Fabricated wooden I-beams each comprising a pair of wooden flanges and web members having longitudinal edges received in grooves of the flanges are becoming increasingly popular due to the rising costs of sawn lumber and the scarcity of good quality wood capable of producing beams of large size. The fabricated wooden I-beams require less wood and also reduces the costs of transportation due to their lower weight. Wooden I-beams of this type have been disclosed extensively in the prior art with exemplary patents being U.S. Pat. Nos. 3,490,188, 4,074,498, 4,191,000, 4,195,462, 4,249,355, 4,336,678, 4,356,045, 4,413,459, 4,456,497 and 4,458,465.
Prior known procedures for forming fabricated wooden I-beams by gluing the members together have generally entailed the use of various sub-assemblies in which a series of webs are driven along a web conveyor line in either spaced or end-to-end abutting relationship, with a pair of grooved chords or flanges driven along opposite sides of the web conveyor. The flanges are driven with their grooves facing the webs and are gradually converged towards the conveyed webs so that the longitudinal web edges, usually pre-glued, enter the grooves to form an interconnecting glued joint therebetween.
In most prior art arrangements of which I am aware, the webs are typically conveyed into the upstream end of the assembly machine after being cut off the line into uniform lengths and widths. A lugged conveyor engages the trailing widthwise edge of each web to propel same into the assembly machine. Such an arrangement impedes the use of random length webs since adjustment of the web delivery and run-up infeed location in relation to the lugged infeed conveyor is necessary, requiring disruption in production and loss of production efficiency.
It is accordingly one object of the present invention to continuously deliver webs of constant or random length into a web infeed location of an assembly machine.
Another object of the invention is to deliver random length webs into the machine without requiring adjustments in the web feeder.
Another object of the invention is to deliver webs into the assembly machine by engaging a lengthwise edge of the web and propelling same into a web infeed location onto a series of web infeed driven rolls.
The chord or flange members are cut to desired lengths and widths by known sub-assemblies typically employed off the line. The chords are then conveyed into left and right hand infeed sides of the assembly machine for conveyance therethrough into converging contact with the web longitudinal edges. In the case where the flanges are pre-grooved off-line, it is necessary to ensure that the flanges are properly oriented into the assembly machine with the pre-grooved flange surfaces facing inwardly to ultimately engage the web lengthwise edges. Manual surveillance and intervention is often necessary to ensure proper orientation of the flange grooves entering the assembly machine.

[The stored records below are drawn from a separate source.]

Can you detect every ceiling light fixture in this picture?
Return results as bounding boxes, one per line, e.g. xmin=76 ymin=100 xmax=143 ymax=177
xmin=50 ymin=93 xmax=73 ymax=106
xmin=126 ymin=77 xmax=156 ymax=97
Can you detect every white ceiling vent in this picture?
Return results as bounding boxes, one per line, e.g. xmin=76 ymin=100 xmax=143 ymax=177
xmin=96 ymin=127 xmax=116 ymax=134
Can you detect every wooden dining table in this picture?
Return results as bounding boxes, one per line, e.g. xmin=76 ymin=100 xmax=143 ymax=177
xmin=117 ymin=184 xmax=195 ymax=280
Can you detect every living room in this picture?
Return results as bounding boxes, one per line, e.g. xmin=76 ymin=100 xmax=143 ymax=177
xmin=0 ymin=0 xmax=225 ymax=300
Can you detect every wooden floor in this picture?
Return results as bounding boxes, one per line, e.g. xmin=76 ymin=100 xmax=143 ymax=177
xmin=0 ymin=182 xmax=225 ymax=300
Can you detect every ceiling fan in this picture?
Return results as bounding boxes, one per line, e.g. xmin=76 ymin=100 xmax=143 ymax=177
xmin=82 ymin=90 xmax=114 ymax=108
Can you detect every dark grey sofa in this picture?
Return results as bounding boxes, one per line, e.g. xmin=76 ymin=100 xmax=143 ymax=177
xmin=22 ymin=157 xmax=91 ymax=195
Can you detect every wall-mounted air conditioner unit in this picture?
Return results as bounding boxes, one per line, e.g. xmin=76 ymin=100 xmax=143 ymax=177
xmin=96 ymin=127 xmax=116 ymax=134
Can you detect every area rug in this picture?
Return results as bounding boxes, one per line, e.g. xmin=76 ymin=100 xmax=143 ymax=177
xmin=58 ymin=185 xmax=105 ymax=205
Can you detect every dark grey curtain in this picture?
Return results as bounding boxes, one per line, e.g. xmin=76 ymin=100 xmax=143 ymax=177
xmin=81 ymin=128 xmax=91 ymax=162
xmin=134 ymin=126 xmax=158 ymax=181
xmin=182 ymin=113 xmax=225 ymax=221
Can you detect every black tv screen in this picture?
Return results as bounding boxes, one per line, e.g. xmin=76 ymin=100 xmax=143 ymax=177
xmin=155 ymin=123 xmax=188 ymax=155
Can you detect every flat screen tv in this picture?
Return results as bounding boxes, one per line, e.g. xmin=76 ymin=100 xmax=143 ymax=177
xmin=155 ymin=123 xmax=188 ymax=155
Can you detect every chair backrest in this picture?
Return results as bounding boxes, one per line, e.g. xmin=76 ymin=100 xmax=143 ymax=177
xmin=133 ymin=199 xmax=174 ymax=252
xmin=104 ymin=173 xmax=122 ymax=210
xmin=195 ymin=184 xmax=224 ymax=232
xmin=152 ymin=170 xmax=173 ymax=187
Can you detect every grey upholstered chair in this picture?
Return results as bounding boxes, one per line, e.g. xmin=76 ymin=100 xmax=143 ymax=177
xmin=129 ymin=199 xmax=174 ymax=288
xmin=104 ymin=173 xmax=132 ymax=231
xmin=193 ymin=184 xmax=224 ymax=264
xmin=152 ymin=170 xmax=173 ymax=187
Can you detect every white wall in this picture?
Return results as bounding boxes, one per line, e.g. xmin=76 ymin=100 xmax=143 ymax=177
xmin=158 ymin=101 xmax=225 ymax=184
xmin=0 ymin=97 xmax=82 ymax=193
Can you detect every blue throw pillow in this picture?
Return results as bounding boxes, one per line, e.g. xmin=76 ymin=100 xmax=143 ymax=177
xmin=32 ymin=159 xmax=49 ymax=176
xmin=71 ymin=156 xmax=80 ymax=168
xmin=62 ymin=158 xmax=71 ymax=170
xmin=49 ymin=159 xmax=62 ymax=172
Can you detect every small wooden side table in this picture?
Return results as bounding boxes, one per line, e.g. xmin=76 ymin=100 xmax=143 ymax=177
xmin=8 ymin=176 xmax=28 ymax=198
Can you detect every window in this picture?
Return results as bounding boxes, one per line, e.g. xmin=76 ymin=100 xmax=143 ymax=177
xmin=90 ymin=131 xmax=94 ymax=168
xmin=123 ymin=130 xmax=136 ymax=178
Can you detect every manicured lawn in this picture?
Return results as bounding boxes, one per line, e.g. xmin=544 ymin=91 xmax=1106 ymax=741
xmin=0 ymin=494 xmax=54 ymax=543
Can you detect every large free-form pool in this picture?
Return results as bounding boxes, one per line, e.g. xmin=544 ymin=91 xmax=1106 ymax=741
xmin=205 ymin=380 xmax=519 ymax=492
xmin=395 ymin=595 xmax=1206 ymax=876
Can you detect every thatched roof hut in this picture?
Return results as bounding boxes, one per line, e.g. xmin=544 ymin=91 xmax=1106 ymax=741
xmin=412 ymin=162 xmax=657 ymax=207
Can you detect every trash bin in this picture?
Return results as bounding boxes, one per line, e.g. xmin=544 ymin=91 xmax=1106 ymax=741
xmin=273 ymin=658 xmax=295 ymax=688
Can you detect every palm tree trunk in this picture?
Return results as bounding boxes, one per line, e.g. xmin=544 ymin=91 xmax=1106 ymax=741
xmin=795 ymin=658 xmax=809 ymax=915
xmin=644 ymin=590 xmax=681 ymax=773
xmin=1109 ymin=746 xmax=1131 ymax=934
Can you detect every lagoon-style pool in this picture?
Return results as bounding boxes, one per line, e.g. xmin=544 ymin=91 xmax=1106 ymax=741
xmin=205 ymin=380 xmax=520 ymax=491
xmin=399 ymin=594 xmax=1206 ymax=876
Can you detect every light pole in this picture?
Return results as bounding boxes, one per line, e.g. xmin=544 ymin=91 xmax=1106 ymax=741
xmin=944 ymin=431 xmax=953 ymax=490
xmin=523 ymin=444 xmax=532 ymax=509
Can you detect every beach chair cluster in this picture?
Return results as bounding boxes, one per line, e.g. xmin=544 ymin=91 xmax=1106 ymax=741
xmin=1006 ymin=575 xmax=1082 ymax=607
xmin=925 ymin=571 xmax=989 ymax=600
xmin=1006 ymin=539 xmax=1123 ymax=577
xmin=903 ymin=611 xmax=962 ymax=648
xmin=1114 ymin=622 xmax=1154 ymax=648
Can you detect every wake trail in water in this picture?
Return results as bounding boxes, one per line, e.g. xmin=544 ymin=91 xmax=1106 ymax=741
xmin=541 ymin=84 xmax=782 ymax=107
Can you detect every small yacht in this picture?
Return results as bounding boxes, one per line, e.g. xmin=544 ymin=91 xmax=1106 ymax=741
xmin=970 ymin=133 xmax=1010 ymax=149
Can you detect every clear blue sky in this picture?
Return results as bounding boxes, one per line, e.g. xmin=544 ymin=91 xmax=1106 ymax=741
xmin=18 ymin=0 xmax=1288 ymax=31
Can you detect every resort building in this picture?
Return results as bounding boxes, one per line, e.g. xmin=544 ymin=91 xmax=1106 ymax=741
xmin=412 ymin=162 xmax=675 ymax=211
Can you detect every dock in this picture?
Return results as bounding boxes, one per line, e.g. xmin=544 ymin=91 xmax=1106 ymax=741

Another object of the invention is to provide flange feeder apparatus for delivering grooved flanges into left and right hand infeed sides of the assembly machine with the flange grooves properly oriented to face inwardly.
Still another object of the invention is to provide a flange feeder which enables automatic positioning of grooved and ungrooved flanges into the left and right hand infeed sides of the assembly machine without manual intervention.

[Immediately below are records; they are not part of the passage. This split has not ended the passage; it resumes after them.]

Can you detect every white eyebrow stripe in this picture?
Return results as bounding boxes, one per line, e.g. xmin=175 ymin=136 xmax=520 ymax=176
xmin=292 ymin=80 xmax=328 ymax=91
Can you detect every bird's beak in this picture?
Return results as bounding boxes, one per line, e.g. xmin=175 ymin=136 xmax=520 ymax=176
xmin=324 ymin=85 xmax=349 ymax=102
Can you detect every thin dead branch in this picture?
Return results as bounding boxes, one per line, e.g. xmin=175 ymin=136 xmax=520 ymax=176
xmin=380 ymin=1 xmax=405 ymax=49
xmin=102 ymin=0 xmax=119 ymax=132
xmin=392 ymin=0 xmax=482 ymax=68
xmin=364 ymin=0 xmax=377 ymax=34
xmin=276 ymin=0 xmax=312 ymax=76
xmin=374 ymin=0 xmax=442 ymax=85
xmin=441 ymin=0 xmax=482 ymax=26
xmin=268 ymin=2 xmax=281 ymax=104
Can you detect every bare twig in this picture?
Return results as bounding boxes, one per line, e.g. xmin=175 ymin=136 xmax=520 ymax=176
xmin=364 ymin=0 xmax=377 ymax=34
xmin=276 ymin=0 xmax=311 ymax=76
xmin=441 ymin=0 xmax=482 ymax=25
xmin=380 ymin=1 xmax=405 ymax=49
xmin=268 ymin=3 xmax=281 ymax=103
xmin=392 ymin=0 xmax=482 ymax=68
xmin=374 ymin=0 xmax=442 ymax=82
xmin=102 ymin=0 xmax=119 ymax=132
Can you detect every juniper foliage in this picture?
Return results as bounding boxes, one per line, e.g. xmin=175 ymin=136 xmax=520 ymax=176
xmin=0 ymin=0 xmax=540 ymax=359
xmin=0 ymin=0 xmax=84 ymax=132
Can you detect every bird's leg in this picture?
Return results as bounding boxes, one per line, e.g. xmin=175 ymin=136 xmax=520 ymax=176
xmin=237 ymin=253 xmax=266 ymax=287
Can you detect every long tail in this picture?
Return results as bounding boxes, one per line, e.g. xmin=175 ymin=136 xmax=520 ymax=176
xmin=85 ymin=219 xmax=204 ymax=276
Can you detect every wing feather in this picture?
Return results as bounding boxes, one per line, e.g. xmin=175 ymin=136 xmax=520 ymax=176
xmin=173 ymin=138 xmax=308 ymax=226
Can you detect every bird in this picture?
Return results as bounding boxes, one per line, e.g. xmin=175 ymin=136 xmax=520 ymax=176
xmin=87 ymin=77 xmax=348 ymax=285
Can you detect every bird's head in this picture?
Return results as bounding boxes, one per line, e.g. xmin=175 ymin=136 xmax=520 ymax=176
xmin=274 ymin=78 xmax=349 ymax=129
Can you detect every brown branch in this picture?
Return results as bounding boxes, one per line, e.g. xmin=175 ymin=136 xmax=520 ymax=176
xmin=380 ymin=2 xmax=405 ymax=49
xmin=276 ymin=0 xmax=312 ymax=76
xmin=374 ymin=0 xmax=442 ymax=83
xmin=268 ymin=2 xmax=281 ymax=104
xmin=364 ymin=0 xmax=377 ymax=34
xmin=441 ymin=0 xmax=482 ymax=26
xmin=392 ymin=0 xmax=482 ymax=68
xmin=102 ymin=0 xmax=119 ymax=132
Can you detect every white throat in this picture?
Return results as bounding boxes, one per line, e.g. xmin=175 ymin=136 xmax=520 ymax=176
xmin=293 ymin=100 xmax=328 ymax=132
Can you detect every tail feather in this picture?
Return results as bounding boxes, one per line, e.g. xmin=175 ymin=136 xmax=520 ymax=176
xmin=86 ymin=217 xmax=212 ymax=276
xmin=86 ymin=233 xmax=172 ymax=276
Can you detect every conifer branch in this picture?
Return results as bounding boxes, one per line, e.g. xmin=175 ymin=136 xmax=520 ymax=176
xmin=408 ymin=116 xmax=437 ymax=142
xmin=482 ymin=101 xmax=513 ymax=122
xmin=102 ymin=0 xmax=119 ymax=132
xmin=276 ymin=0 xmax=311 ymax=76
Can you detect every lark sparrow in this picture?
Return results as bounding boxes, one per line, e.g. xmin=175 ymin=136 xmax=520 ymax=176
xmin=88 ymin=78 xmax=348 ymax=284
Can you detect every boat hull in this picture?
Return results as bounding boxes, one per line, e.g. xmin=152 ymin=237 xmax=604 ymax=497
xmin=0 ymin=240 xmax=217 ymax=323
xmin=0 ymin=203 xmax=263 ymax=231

In various prior art arrangements of which I am aware, the web members are conveyed through the assembly machine along a horizontal plane by means of a web drive engaging upward facing surfaces of the web. This overhead web drive introduces clutter and prevents easy overhead access to the web and flange members to alleviate problems which may occur during the assembly process. Such overhead web drives also make it difficult to easily and quickly adjust the flange run-up and the web drive to manufacture I-beams of different height and width.

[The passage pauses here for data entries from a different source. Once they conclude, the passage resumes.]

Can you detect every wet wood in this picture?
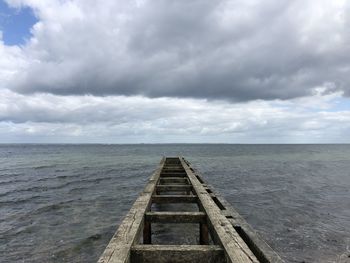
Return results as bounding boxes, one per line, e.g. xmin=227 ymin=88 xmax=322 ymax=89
xmin=98 ymin=158 xmax=165 ymax=263
xmin=146 ymin=212 xmax=206 ymax=223
xmin=152 ymin=195 xmax=198 ymax=204
xmin=157 ymin=185 xmax=192 ymax=192
xmin=181 ymin=159 xmax=259 ymax=263
xmin=98 ymin=157 xmax=283 ymax=263
xmin=131 ymin=245 xmax=225 ymax=263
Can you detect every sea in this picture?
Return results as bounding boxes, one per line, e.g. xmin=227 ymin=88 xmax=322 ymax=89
xmin=0 ymin=144 xmax=350 ymax=263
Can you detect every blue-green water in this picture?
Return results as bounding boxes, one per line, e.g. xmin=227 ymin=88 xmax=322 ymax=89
xmin=0 ymin=145 xmax=350 ymax=262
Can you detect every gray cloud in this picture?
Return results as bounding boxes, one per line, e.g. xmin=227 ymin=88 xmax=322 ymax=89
xmin=0 ymin=0 xmax=350 ymax=101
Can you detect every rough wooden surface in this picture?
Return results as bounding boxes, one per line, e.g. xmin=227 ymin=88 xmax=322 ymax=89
xmin=98 ymin=158 xmax=283 ymax=263
xmin=98 ymin=158 xmax=165 ymax=263
xmin=131 ymin=245 xmax=226 ymax=263
xmin=152 ymin=195 xmax=198 ymax=204
xmin=146 ymin=212 xmax=206 ymax=223
xmin=181 ymin=158 xmax=259 ymax=263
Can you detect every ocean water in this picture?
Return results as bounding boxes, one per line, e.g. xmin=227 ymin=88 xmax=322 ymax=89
xmin=0 ymin=144 xmax=350 ymax=263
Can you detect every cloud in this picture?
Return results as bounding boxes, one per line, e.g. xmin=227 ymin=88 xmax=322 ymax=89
xmin=0 ymin=90 xmax=350 ymax=143
xmin=0 ymin=0 xmax=350 ymax=102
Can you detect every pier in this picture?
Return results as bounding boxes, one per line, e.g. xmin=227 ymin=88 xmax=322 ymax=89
xmin=98 ymin=157 xmax=284 ymax=263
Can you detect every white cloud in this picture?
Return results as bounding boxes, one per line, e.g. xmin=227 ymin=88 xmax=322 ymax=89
xmin=0 ymin=90 xmax=350 ymax=143
xmin=0 ymin=0 xmax=350 ymax=101
xmin=0 ymin=0 xmax=350 ymax=143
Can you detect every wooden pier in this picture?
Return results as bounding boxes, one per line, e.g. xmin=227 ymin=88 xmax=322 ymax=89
xmin=98 ymin=157 xmax=284 ymax=263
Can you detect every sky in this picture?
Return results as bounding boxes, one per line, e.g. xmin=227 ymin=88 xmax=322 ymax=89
xmin=0 ymin=0 xmax=350 ymax=143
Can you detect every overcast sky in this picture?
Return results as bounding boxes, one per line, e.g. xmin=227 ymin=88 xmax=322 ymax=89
xmin=0 ymin=0 xmax=350 ymax=143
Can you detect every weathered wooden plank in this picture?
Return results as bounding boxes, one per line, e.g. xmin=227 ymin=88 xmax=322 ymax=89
xmin=159 ymin=177 xmax=188 ymax=184
xmin=98 ymin=158 xmax=165 ymax=263
xmin=152 ymin=195 xmax=198 ymax=204
xmin=208 ymin=189 xmax=284 ymax=263
xmin=180 ymin=158 xmax=259 ymax=263
xmin=131 ymin=245 xmax=226 ymax=263
xmin=157 ymin=184 xmax=192 ymax=192
xmin=145 ymin=211 xmax=206 ymax=223
xmin=160 ymin=172 xmax=187 ymax=178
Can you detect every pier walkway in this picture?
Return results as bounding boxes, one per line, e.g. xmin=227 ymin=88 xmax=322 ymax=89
xmin=98 ymin=157 xmax=283 ymax=263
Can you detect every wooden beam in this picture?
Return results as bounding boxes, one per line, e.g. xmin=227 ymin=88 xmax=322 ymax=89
xmin=152 ymin=195 xmax=198 ymax=204
xmin=159 ymin=177 xmax=188 ymax=184
xmin=160 ymin=173 xmax=187 ymax=178
xmin=145 ymin=212 xmax=206 ymax=223
xmin=180 ymin=158 xmax=259 ymax=263
xmin=98 ymin=158 xmax=165 ymax=263
xmin=130 ymin=245 xmax=226 ymax=263
xmin=157 ymin=184 xmax=192 ymax=192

Another object of the invention is to drive the web members through the assembly machine with a bottom drive arrangement located below the webs for improved overhead access.
Still another object is to provide a web bottom drive which is easily adjustable to accommodate webs of different width to manufacture wooden I-beams of correspondingly different height.
After the webs are joined to the chords by converging the chords towards the webs so that the web lengthwise edges enter the flange grooves, the resulting I-beam is conveyed from the assembly machine where it is cut to desired length using known cutting means. Thereafter, the cut I-beams are conveyed to downstream, off-line inspection and bundling stations where they can be packaged for shipment. To provide the glued joints with sufficient curing time, it is customary in the industry to convey the cut I-beams along a long lateral conveyor before the beams are packaged for shipment. Such a conveyor occupies considerable floor space depending upon the minimum cure dwell time conditions that must be satisfied before bundling and shipment occurs.
Yet another object is to minimize curing floor space by conveying the cut I-beams into a vertically extending curing tower in which the beams are disposed for a minimum cure dwell period before being bundled and shipped.